After the MacDonald family murders, an informant named Helena Stoeckley contacted narcotics detective Everette Beasley to say she had been in the house at the time of the killings, and provided details of the military drug operation.
Alex Constantine writes in Psychic Dictatorship in the USA:
The recipients of the heroin, she said, had contacts in Vietnam who placed it in the bodies of war casualties. The bodies were re-stitched and shipped to Johnson Air Base and other installations around the country. When the bodies arrived in the US they were met by a military contact and the heroin was removed. The bodies were then sent on to their final destinations.
"The persons who met the bodies at the respective air bases knew which bodies to check, based on a predetermined code," Beasley says. "Helena told me that the people who handled the assignments in Vietnam, and those who met the planes in the United States, were military personnel."

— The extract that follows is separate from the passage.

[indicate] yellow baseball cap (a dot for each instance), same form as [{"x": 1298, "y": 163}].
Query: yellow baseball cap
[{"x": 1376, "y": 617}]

She also told him that the couriers made their pick-ups at Fort Bragg. Distribution was handled by enlisted me, civilians, police officers. "Local attorneys and Army officers as high as generals were part of the operation. She stated that she would name and identify the people if given immunity by the US government."
She wasn't, and so would have faced conviction herself for participation in the crime by being in the company of the murderers. Though Stoeckley had previously supplied information that had secured over 200 arrests in the Fort Bragg area, in this case the authorities simply didn't want to know her. She died a couple of years later, quite rapidly, of liver failure, after compaining to friends she was being followed by "two men in suits." (In Potter and Bost's Fatal Justice, the rebuttal to Joe McGinniss's duplicitous Fatal Vision, writes that her former neighbours confirmed noting well-dressed strangers often parked outside her apartment.)
The MacDonald apartment was kept sealed by the US Army and the Justice Department from 1970 until 1981. "Fort Bragg fought to regain custody of the quarters beginning in February of 1981, but the Justice Department kept rigid control of them for three years following, citing that the apartment where the murders occurred and its contents might be needed as evidence to offset anticipated defense appeals." All this time, MacDonald's council was denied access, which naturally was sought in order to compile evidence that could support the case that his family had been slaughtered by intruders.
on the night of June 7-8, 1984, everything in the apartment was completely burned and then buried at the Fort Bragg trash dump. This included all furnishings, the ceilings, walls, doors, window sills, ledges, hardwood floors...leaving nothing but a skeleton of joists and sub flooring. The destruction also included items that, by regulation, were required to be placed for public auction by the Army - things like furniture, light fixtures, appliances, sinks, etc. Most importantly, the burning and burying of the entire contents of the apartment destroyed everything that might have been touched or left behind by murderers.
As a cover for this deliberate crime, the government claimed in its paperwork that MacDonald had "abandoned" his property, when in truth, he was not allowed access to reclaim his property. The secret destruction actually occurred while MacDonald's attorneys were still trying to wrest court permission to examine the quarters. No one informed them that both the quarters and its contents no longer existed.
There is much more to the MacDonald case, but the impressions left by McGinniss's Fatal Vision - since proven to be a work of slander - persist. Fables work better when the monster is just one man who didn't get away with it, rather than many powerful men who always do.